ДаШон вывел меня с трансопажити и повел в какие-то кусты. Мы брели наверх по крутому склону меж елок.
— Что ты делаешь? — спросил я.
— Говорю же, хочу тебе кое-что показать.
С горы доносился запах гари, сильный и сухой, — вот-вот нам откроется радостный походный костер. Мы сошли с тропинки и продрались к большой развесистой бузине. На поляне стоял домик из соломы и кирпича. Из жестяной трубы валил дым.
— Старая добрая Хижина Воспитания, — сказал ДаШон.
— Интересно, кто там, — спросил я.
— Там Генрих. И кто-то еще. Мы никогда не знаем, кто это, пока все не заканчивается. Это способ избежать позора.
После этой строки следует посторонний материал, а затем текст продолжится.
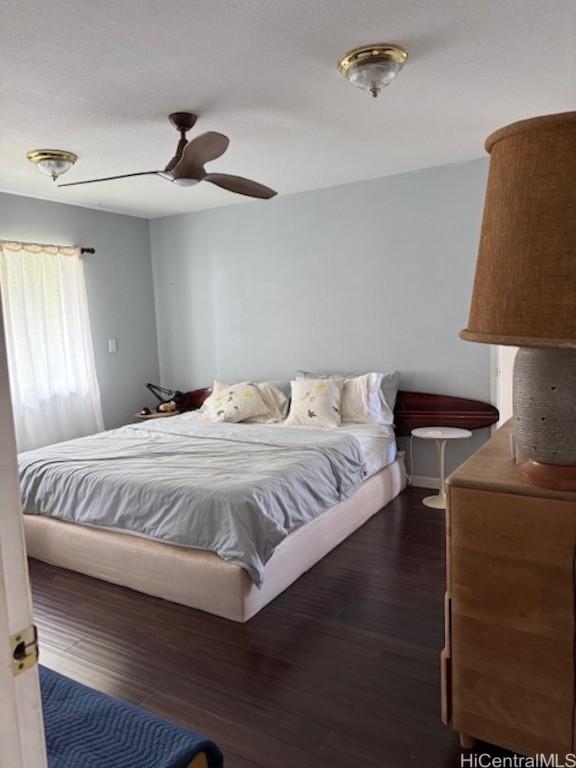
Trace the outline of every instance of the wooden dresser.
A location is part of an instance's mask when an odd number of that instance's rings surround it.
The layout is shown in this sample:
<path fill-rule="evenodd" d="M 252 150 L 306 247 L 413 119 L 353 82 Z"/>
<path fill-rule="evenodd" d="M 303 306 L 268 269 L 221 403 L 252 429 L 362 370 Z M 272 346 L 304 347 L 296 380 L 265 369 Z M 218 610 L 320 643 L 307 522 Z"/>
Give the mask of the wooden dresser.
<path fill-rule="evenodd" d="M 519 752 L 574 752 L 576 493 L 519 480 L 508 425 L 448 480 L 442 717 Z"/>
По всей поляне разносился визг.
— Черт, — сказал я.
— Ирокезы, — стал рассказывать ДаШон, — а на самом деле, и многие восточные племена, не говоря уже о равнинных, гордились своим умением спокойно переносить пытки. Если тебя схватил враг — значит, ты уже мертв и опозорен. Единственное спасение — сохранять достоинство в суровых испытаниях.
— Стоически.
— Ничего подобного. Они сходили с ума. Ты, мать твою в рот, поганый ебарь медведей, и племя твое — дерьмо кроличье. Надо же что-то говорить, пока с тебя заживо сдирают кожу.
— Эти истории у вас в семье передаются из поколения в поколение?
— Я исследовал тему для диссертации. В моей семье передается любовь к «Ринг-Дингам».
— У нас это были «Дьявольские Псы».[19]
— Тоже неплохо.
Из хижины показался человек. Над ним в воздухе витал пепел. Человек был голый, весь перемазанный сажей и кровью. Из кулака у него торчала какая-то железяка.
Мы увидели вспышку, услышали грохот и почувствовали, как что-то врезалось в бузину.
Сегодня после груш в сиропе Генрих встал, чтобы произнести речь. Он принял душ и выглядел отдохнувшим, его мокрые волосы были зачесаны в импровизированный помпадур. У него на руках еще оставались разводы пепла, а на ухе — мазок засохшей крови.
— Люди, я хочу сделать объявление. Оно касается нашего родного Бобби Трубайта. Сегодня для него был совершенно особенный день. Вы знаете, о чем я. Неизвестно, увидим ли мы его снова, скажем только, что он, наконец, познал правду. Трубайт. Может, в конце концов, имя действительно определяет судьбу.[20]
— Слыхал, Шлепок? — прошептал Пэриш мне на ухо.
Я кивнул, взял ложкой еще одну грушу.
В хижине Олд Голд складывал вещи Бобби в спортивную сумку.
— Он поехал домой?
— Не знаю, — ответил Олд Голд.
— Что случилось?
— Я не знаю. Наверное, оказался слабоват для огня воспитания.
— Он хороший парень.
— Аврам, тебе никогда не казалось, что многое здесь не надо воспринимать буквально? И смысл жизни в том, чтобы жить наилучшим образом в имеющихся обстоятельствах?